Wednesday, September 16, 2009

Ditch the religion?

From two very different places on the religious spectrum come similar ideas: maybe we should just ditch the religion part.

Over on Beliefnet’s Buddhism blog, "One City," Jerry Kolber has created a bit of a stir by suggesting American Buddhism really needs to consider its branding. Specifically, it needs to pare down all the stuff that shouts EASTERN RELIGION, which can turn off Westerners. By its own teaching, much of this is just accessories to Buddhism: the robes, bells and even Buddha statues. The essential core is meditation practice, which he believes can be promoted in a way to appeal to anyone.

With the right branding and advertising Buddhism can be the iPod of philosophies, cool first then available at Walmart three years later.

From another corner comes Anne Graham Lotz, the daughter of evangelist Billy Graham. She is promoting her new book which, among other things, recounts her many frustrating experiences with churches. In interviews with both TIME and Newsweek she frankly says that religion is one of the greatest impediments to finding God.

And by "religion," I don't mean "faith." I mean rituals, creeds, traditions, and often leaders--all of our means of trying to connect with God.

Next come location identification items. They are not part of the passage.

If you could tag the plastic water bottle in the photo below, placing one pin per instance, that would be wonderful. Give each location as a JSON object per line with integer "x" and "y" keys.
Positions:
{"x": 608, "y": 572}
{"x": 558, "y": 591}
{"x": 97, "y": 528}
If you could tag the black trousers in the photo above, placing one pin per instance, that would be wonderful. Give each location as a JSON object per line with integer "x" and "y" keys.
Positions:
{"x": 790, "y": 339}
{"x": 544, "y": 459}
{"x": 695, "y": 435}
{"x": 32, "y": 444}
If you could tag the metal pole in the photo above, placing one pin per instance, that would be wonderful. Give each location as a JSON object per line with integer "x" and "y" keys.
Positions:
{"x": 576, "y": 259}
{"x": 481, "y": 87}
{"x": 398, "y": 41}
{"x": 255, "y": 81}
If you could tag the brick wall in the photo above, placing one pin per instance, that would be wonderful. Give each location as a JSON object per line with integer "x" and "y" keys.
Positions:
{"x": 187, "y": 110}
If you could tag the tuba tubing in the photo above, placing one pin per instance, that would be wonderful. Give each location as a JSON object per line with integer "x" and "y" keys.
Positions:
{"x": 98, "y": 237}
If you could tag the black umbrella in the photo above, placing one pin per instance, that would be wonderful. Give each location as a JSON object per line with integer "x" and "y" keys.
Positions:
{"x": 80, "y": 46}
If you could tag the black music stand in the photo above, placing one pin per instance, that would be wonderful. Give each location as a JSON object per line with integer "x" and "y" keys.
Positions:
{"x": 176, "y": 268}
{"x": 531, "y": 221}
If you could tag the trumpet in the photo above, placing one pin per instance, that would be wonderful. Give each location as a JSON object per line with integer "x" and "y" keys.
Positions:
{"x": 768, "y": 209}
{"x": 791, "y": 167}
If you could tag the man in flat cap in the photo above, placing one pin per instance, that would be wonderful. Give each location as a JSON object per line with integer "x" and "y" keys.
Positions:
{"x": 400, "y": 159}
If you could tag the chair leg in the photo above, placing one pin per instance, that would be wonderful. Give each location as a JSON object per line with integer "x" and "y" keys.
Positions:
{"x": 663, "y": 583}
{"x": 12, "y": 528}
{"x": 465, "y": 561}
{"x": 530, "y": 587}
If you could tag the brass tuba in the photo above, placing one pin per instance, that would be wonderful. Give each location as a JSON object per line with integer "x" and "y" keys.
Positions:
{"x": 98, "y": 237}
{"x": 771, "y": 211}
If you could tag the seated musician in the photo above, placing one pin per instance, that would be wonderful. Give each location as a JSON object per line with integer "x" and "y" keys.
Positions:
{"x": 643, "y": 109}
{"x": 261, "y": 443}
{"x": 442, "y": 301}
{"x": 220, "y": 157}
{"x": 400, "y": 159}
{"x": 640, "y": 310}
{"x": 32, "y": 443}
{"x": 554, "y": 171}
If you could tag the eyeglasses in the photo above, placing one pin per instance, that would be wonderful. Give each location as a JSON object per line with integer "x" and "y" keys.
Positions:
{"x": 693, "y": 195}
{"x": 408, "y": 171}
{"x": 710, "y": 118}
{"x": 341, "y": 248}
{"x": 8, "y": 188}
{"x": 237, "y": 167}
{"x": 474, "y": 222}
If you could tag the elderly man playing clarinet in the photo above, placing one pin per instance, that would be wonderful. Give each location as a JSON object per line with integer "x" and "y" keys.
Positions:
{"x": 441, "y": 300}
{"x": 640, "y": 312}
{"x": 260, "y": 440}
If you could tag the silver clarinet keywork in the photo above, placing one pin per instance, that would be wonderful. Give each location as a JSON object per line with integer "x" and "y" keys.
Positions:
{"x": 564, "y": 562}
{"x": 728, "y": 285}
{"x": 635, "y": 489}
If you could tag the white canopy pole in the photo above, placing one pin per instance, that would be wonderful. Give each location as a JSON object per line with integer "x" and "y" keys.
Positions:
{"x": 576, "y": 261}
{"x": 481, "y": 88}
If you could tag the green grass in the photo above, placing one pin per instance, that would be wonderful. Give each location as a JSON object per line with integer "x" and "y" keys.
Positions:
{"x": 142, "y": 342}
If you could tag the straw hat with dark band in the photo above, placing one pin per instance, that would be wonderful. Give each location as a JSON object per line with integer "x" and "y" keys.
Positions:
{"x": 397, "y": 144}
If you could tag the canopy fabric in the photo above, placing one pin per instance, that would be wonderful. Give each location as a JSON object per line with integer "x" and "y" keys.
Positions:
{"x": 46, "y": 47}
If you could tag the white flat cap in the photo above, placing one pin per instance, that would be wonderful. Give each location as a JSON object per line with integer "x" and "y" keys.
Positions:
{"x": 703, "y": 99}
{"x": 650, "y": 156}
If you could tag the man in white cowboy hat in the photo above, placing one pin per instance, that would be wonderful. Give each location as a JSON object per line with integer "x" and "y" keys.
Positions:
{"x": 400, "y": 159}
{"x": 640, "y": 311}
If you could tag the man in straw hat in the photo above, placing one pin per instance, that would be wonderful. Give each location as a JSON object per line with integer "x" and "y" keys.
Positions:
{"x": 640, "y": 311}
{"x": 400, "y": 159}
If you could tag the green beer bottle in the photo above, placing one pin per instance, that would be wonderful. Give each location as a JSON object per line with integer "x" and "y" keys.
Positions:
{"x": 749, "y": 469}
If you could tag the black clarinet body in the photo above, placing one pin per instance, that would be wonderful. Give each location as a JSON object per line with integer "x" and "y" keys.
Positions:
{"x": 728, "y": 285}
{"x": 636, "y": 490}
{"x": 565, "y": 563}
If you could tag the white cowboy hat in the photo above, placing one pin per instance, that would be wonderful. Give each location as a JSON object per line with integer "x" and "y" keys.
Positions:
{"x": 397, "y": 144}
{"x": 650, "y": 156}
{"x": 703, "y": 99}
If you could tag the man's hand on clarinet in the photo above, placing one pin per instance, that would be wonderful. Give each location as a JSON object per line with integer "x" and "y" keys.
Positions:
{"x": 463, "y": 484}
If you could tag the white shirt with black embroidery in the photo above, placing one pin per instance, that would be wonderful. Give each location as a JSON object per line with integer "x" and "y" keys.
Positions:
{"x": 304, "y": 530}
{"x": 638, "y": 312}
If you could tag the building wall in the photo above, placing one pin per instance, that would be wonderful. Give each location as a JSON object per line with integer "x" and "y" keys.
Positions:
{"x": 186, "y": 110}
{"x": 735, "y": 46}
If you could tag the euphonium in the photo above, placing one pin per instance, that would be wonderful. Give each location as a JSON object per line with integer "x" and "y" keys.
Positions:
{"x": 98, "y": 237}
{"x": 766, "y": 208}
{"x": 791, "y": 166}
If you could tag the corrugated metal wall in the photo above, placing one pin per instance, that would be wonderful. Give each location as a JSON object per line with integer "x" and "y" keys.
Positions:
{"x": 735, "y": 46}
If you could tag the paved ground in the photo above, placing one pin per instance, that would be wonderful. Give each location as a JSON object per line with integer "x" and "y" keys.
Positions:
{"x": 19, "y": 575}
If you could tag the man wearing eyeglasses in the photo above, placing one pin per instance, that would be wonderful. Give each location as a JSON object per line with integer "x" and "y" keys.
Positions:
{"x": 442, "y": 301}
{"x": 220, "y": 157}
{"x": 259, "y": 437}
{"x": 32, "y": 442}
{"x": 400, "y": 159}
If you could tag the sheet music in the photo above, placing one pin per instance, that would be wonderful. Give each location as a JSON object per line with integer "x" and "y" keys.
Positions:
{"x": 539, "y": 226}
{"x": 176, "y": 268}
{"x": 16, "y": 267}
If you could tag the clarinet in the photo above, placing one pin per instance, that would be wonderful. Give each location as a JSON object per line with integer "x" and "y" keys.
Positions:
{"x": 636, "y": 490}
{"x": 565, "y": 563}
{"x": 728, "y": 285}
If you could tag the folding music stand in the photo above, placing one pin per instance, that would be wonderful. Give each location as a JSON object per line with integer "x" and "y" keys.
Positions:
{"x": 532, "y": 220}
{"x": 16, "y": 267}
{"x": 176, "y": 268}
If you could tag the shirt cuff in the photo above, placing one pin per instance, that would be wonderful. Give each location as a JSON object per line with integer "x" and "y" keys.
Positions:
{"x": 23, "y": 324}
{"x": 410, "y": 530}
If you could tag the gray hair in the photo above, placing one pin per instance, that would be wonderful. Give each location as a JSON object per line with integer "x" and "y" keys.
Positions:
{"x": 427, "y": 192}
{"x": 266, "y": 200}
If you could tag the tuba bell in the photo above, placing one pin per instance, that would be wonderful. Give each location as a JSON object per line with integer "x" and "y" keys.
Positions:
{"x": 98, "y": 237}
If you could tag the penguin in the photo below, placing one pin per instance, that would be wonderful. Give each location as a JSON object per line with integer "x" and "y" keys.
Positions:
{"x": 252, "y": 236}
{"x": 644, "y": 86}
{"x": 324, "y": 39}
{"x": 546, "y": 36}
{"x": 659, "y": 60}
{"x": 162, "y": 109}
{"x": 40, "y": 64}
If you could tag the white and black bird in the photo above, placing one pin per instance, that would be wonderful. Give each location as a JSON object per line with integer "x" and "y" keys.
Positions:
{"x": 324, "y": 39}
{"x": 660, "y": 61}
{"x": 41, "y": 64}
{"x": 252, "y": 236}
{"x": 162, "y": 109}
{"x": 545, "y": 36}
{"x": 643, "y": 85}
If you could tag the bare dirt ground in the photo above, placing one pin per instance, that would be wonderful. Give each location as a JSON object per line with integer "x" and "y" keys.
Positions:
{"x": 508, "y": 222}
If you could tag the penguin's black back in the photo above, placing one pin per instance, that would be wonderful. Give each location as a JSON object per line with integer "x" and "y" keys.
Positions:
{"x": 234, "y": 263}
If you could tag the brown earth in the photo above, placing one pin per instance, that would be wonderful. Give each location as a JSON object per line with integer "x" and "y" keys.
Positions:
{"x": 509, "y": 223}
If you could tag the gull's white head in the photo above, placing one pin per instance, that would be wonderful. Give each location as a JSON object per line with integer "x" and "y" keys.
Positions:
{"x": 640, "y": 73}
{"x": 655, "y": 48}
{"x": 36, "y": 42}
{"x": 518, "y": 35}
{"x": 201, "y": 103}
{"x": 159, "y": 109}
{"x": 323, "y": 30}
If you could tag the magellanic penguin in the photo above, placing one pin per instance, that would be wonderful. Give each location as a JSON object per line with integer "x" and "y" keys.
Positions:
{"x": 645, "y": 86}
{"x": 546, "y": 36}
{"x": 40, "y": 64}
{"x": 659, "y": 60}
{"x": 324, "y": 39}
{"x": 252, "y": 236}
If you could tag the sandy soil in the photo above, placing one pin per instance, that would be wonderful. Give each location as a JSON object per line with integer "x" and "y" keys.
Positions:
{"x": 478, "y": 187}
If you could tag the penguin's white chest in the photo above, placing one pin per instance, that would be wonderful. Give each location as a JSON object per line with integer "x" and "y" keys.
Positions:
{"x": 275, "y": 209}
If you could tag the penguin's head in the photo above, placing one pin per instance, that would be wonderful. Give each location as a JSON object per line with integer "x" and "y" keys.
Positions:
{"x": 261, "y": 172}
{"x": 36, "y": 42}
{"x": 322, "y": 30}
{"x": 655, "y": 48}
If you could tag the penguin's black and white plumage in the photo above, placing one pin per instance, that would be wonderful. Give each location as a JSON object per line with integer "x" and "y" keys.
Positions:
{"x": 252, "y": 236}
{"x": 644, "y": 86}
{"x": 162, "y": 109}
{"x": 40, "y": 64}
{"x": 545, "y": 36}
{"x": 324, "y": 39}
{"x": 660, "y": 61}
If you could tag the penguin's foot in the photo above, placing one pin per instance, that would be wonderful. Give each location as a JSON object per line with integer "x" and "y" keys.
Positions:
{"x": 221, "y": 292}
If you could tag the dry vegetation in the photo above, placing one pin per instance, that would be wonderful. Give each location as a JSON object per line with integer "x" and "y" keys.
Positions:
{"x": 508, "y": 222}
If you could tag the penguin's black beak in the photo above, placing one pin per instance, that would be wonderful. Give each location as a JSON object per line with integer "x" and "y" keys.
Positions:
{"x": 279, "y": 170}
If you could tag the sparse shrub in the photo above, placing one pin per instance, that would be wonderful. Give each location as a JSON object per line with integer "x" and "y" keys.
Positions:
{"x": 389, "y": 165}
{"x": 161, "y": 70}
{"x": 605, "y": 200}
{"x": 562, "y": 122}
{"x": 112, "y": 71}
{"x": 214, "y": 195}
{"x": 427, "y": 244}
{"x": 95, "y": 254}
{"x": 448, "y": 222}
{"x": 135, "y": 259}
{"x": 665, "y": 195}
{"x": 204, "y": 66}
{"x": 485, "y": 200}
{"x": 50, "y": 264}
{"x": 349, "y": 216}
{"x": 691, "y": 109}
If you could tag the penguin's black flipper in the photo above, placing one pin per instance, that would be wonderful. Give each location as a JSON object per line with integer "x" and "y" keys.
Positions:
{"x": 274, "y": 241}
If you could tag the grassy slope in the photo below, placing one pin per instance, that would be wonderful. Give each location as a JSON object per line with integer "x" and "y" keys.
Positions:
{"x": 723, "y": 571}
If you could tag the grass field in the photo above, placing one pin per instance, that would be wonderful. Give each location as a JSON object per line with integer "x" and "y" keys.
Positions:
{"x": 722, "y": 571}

Lotz somewhat confusingly still thinks Christians should belong to a church. It’s better that way, anyway, but often just not going to work out. In some ways this echoes the ambiguous message of her father. While he encouraged those who came to his revivals to join a church, his own ministry was intentionally unrelated to any denomination and he avoided sectarian doctrine in his preaching and teaching (something which fundamentalists in particular criticized him for).

Can you be religious without being part of a religion? That paradoxical state is increasingly true for many people, often without their even recognizing it. In addition to avoiding sectarian labels, people often have no interest in being part of an organization with buildings and staff to pay for, organizational structures to maintain and meetings to attend, and cranky and neurotic members to endure.

American churches especially are missing this challenge. Their evangelism and outreach efforts try to connect people with God and with Jesus. The case that isn’t being made, though, is what that has to do with belonging to a local congregation. Indeed, as Graham Lotz shows, many have found church life to actually be a detriment to their faith.

Christianity without the church? It may be the fastest growing religion around.

4 comments:

Jan Eriksson-Persson said...

Doug, thanks for this and especially the interesting juxtiposition of the two. I'd read Lotz' comments but not the article re: Buddhism. God help us all if it turns into a Walmart thing.

But, to your question. As I've been living more on the edge of the church and beyond, I'd have to say that more and more people are expressing this very sentiment: that the church is a problem, a detriment to their faith.

We (if I can still be part of the"we") need to deal with this. If we want to still be Church and still offer saving life in Christ, we'd better get the hell out of the way and clean up our act. As it now stands, more people are outside the church BECAUSE of the church not because they don't know enough about it, or its faith. Thanks for this.

pastor mack said...

Doug, I too like the juxtaposition. Strange as it seems, many Christians are trying to do to Christianity what the buddhist blogger is trying to do with Buddhism. If something no longer quacks, looks, or smells like a duck, can it still be properly called a duck?

Yes, let us get rid of the things that scream CHRISTIAN. We can give up the cross, the sacraments, the Bible, and serve coffee while we talk about a Jesus who looks just like American Protestants in the post-Christian West. Ugh. Spirituality is all the rage because we are all frightened like scared children to submit to anything that is not of our own making.

Of coure Graham's daughter is in favor of a similar move. Evangelical Protestantism is self-destructively fragmented, bereft of the norms and practices of historic Christianity, and only keeps digging the hole deeper. John Eldredge encourages this in some of his works; it is also found, more insidiously, in Barna's book "Pagan Christianity." Everyone loves Jesus, just not an institution he called his Body. God wants a people, united, not a bunch of American individuals masquerading as Christians.

Rose in the woods said...

Just wondering Pastor Mack how you are so sure what God wants. Isn't that part of the problem? Just wondering....

Unknown said...

Freedom is a challenge. You decide who you are by what you do. It’s like a question, like a fork in the road. An ongoing question you have to keep answering correctly. There’s a touch of the high wire to it. I’ve never been able to walk high wires, but I get the feeling.